Arguably, its biggest shocker is Radcliffe playing someone allegedly old enough to have A) built a reasonably respectable legal career now in tatters and B) fathered a 4-year-old. It’s not Radcliffe’s fault that he looks fresh out of high school — a quality that makes him feel as vulnerable as he is likeable. But still, those boyish features are a distracting counterpoint to his character’s decaying soul.

Fate has been unkind to Arthur Kipps — stealing the life of his beloved right as she’s birthed their baby boy in London. The shellshock has lasted four years, and advertisements touting the accessibility of the spirit world don’t help matters.

Worst of all, it’s dragged down Arthur’s performance at work, where his boss has issued an ultimatum: Settle the estate of the late Alice Drablow or pack it in. It seems easy enough — so much so that Arthur is having his son sent up for a weekend holiday there once he’s finished.
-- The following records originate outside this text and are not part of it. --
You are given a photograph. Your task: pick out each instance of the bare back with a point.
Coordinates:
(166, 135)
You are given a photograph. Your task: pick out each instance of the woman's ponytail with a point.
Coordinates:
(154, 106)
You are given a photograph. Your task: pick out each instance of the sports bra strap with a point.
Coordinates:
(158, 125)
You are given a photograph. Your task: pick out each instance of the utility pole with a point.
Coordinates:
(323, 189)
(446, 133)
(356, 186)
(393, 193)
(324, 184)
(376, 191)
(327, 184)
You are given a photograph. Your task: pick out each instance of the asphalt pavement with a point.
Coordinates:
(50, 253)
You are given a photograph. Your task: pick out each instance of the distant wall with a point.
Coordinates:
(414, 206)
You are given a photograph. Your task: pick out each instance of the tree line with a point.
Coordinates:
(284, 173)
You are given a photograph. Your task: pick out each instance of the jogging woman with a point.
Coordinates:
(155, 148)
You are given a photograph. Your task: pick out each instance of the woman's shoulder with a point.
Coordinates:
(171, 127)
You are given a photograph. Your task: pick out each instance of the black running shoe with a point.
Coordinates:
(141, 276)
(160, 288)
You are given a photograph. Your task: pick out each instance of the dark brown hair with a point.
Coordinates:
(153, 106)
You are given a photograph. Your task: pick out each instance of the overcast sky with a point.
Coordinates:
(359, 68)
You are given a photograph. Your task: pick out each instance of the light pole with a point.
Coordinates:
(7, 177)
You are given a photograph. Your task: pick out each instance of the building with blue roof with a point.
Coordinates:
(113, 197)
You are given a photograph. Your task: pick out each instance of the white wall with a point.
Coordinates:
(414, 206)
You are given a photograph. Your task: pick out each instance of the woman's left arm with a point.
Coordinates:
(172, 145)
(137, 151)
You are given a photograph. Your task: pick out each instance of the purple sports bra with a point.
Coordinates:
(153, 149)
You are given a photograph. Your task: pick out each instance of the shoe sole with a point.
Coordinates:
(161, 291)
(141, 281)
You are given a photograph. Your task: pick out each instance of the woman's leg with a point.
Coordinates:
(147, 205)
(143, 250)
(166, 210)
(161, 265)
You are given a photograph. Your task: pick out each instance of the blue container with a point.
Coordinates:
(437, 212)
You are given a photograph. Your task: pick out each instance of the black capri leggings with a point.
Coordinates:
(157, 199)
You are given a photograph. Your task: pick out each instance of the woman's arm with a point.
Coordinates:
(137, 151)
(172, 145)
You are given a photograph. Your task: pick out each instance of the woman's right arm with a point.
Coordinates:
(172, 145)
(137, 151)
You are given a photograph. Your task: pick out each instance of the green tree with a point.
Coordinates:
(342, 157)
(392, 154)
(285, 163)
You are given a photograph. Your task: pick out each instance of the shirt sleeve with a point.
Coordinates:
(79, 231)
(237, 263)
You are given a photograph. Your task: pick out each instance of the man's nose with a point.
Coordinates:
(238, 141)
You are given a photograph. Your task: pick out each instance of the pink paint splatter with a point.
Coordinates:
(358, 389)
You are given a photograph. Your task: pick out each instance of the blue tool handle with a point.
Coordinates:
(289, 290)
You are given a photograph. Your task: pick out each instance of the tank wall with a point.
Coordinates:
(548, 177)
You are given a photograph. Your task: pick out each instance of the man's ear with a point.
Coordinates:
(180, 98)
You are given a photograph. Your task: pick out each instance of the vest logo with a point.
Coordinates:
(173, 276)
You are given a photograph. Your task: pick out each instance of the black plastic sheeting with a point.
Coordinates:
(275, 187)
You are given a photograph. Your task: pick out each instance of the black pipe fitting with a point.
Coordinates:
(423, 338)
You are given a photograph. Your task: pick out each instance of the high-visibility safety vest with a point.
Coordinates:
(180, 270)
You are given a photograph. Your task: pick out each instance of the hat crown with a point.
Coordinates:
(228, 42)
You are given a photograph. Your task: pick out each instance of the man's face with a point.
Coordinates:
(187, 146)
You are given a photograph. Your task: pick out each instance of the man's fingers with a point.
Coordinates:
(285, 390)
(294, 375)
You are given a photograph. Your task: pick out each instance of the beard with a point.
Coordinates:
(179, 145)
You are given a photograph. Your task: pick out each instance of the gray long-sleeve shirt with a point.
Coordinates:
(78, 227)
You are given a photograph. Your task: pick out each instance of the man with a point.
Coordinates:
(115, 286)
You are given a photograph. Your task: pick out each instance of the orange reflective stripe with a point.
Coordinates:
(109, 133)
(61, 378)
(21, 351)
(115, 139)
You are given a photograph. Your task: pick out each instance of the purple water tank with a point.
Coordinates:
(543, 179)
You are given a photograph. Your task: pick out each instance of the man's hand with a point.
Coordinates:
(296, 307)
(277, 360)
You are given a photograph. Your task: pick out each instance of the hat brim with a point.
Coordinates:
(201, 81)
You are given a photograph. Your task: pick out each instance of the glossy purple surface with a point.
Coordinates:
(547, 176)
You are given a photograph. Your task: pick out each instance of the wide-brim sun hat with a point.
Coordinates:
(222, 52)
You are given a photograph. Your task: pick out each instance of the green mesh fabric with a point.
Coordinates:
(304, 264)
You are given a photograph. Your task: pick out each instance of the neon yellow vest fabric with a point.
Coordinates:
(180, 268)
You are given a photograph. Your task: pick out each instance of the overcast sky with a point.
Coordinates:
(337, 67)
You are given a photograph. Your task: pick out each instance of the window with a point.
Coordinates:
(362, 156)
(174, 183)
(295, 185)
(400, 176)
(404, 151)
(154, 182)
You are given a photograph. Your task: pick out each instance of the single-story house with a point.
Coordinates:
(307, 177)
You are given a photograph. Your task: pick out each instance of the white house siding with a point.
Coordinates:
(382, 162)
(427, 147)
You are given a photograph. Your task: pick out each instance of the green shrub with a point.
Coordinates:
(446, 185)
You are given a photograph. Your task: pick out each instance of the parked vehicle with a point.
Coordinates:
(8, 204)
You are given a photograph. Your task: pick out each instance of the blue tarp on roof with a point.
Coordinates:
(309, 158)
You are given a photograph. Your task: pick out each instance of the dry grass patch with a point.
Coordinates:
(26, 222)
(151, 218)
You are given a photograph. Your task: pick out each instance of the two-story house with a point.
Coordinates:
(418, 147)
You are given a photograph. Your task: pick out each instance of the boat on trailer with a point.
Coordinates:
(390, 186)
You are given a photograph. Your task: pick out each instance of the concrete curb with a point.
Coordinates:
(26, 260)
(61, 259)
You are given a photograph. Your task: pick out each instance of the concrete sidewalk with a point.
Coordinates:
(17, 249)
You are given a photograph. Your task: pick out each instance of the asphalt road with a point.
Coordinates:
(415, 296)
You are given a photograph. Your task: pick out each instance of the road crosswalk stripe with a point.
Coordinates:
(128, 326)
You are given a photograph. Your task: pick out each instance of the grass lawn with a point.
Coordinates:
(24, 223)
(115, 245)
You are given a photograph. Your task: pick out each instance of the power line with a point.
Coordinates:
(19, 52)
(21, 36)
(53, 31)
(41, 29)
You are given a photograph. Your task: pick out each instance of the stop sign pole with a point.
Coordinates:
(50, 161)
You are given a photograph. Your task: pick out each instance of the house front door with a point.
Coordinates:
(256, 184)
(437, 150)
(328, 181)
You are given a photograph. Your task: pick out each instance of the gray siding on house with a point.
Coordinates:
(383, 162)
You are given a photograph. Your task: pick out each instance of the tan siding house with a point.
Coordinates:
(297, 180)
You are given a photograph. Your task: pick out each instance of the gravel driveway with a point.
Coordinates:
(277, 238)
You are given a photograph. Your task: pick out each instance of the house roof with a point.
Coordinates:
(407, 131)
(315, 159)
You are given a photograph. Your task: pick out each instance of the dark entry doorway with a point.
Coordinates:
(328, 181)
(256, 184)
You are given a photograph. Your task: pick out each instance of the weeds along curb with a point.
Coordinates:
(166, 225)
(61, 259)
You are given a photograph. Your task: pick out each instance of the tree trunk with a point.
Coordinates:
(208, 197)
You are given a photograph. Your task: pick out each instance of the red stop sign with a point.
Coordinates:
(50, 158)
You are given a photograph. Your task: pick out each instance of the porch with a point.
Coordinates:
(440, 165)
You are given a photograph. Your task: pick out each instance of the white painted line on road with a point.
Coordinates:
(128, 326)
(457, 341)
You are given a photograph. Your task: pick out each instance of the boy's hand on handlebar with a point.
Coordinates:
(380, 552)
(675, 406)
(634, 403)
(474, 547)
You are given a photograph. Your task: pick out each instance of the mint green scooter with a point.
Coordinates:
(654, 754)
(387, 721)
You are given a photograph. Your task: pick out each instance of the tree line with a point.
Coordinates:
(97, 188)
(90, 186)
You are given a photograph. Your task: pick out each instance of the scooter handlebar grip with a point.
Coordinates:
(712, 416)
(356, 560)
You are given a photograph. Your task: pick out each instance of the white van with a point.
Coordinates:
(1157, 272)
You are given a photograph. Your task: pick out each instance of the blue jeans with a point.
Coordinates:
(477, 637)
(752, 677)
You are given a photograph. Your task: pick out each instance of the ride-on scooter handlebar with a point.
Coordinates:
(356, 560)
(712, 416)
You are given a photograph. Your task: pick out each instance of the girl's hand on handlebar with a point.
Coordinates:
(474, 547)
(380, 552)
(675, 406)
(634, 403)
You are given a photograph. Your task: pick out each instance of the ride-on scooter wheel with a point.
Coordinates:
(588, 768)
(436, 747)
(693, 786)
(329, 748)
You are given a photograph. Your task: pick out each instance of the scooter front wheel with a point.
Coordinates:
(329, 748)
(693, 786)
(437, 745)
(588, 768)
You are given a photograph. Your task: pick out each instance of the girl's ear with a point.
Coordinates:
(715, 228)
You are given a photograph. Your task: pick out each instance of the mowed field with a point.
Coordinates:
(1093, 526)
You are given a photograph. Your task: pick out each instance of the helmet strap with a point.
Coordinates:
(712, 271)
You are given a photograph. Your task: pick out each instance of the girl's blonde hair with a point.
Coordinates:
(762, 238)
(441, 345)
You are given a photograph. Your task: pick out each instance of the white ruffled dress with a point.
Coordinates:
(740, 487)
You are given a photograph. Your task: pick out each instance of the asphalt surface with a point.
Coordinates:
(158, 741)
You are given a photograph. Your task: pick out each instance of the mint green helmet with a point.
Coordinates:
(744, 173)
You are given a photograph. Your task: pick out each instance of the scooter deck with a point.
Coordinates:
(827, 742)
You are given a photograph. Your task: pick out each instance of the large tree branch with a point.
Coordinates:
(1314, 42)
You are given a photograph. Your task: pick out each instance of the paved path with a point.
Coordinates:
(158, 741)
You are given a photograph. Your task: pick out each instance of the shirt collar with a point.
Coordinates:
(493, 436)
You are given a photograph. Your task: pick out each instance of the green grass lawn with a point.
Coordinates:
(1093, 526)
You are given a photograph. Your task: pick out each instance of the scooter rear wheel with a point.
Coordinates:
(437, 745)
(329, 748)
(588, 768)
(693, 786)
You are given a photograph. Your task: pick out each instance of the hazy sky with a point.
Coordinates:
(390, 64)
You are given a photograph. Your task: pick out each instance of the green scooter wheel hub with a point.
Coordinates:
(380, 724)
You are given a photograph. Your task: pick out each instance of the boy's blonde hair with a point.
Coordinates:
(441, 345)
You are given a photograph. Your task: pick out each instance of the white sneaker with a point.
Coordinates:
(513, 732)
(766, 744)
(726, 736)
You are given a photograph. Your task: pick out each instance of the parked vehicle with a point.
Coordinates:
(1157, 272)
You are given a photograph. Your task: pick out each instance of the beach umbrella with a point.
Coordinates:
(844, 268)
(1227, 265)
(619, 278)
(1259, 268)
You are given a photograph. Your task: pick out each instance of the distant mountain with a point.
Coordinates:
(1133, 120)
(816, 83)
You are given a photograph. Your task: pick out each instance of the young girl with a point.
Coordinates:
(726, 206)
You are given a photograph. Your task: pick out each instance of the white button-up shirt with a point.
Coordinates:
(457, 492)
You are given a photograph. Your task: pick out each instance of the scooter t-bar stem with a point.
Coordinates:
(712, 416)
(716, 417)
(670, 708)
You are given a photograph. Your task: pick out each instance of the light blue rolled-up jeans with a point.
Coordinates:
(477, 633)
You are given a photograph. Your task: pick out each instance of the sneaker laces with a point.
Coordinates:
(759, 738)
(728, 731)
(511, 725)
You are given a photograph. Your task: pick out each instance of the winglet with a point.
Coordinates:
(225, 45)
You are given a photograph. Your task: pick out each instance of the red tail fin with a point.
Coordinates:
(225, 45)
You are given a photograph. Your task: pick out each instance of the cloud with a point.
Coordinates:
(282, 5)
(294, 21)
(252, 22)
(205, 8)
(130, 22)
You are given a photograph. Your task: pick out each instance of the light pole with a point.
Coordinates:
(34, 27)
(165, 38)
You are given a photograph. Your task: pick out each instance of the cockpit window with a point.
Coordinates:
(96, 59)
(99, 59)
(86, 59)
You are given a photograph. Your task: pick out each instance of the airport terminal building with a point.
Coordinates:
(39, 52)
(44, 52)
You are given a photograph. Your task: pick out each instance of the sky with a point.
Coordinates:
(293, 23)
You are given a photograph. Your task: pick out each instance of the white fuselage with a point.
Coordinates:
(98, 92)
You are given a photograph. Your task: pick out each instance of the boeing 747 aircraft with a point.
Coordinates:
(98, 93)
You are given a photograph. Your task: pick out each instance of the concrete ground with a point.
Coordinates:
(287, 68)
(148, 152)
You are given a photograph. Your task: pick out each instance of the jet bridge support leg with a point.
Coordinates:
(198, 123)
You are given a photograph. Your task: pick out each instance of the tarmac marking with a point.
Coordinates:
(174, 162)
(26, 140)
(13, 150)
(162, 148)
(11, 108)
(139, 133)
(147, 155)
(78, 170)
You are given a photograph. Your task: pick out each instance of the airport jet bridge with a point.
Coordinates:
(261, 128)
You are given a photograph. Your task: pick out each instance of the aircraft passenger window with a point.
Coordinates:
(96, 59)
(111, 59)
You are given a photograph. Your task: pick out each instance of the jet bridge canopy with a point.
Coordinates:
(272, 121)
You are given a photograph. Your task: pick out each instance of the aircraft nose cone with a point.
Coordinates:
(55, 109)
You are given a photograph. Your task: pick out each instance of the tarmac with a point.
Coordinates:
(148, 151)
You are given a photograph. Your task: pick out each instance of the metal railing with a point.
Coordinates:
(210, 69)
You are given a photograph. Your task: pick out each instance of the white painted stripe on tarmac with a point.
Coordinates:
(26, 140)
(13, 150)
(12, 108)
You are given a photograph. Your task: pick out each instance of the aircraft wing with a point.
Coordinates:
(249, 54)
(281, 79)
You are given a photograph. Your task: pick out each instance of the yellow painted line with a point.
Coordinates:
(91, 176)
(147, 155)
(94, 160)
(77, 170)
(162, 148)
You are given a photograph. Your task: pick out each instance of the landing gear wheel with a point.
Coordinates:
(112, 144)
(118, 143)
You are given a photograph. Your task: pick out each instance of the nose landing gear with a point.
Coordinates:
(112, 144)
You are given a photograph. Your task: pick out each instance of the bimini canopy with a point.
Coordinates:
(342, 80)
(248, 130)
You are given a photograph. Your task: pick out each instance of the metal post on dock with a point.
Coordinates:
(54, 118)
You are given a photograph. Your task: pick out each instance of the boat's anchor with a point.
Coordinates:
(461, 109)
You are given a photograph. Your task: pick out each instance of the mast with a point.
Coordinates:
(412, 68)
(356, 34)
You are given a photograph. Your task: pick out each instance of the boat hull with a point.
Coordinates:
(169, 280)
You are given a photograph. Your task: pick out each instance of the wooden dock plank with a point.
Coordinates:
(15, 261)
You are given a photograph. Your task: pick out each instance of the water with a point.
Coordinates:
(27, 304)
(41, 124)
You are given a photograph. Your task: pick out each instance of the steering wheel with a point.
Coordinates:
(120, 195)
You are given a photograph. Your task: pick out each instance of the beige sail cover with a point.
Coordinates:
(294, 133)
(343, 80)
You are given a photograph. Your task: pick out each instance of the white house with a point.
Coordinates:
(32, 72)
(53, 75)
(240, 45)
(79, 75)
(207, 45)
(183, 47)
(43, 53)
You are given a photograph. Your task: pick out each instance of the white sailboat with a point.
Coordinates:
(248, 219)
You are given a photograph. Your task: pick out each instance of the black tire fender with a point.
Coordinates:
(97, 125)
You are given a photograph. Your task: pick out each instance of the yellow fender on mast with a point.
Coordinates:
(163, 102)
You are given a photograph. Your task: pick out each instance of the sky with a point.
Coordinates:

However, tightlipped, hostile citizens populate the bleak, watery hamlet of Crythin Gifford — unwilling to divulge information about Alice Drablow or even take him to her estate, named Eel Marsh. Arthur gets there eventually, and he’s beset by visions of the title character, which goes bump and boom to keep him from seeking Alice Drablow’s last will and testament. (Call it Paranormal Paralegal Activity.)

Is she Alice Drablow? Is it someone else? Is she connected to the surplus of dying kids in Crythin Gifford? Will the dog Arthur has borrowed from a friend sniff out supernatural presences he can’t sense? Should Arthur telegraph his nanny and tell her to leave his son at home? Have you ever seen a horror movie before?

Director James Watkins offers a visual presentation of Eel Marsh that’s infinitely more unnerving than any supernatural secrets Arthur uncovers there.

Eel Marsh sits off a causeway washed out by the tide for a few hours every day — effectively rendering the property a spooky island. The muddy vistas of Eel Marsh are as beguiling as they are barbaric — surely the result of visual effects, but good luck spotting the seams. And the house itself — seemingly held together by cobwebs — represents a jolly good show of production design by Kave Quinn.

The desolate moors are deadly. Unfortunately, so is the pacing of the script by Jane Goldman (Kick-Ass and X-Men: First Class). You can almost see glaciers cutting grooves into those muddy, grassy lands.

It attempts to compensate with a pushy score by Marco Beltrami and an overstuffing of cheapjack scares. But a dialogue-free second act amounts to Radcliffe going up and down stairs to stare at spooky things and it takes forever to make clear mysteries that are easily pieced together.

Radcliffe soldiers on through all of this with resolve, and The Woman in Black is never boring to simply look at. But it stretches its oh-come-on-no-way ridiculousness to the point of exhaustion before an admittedly effective conclusion.

Were The Woman in Black part of a horror anthology, those final moments would have been stronger (and faster reached). As it is, the endless slog of midnights dreary will likely make you weak and weary.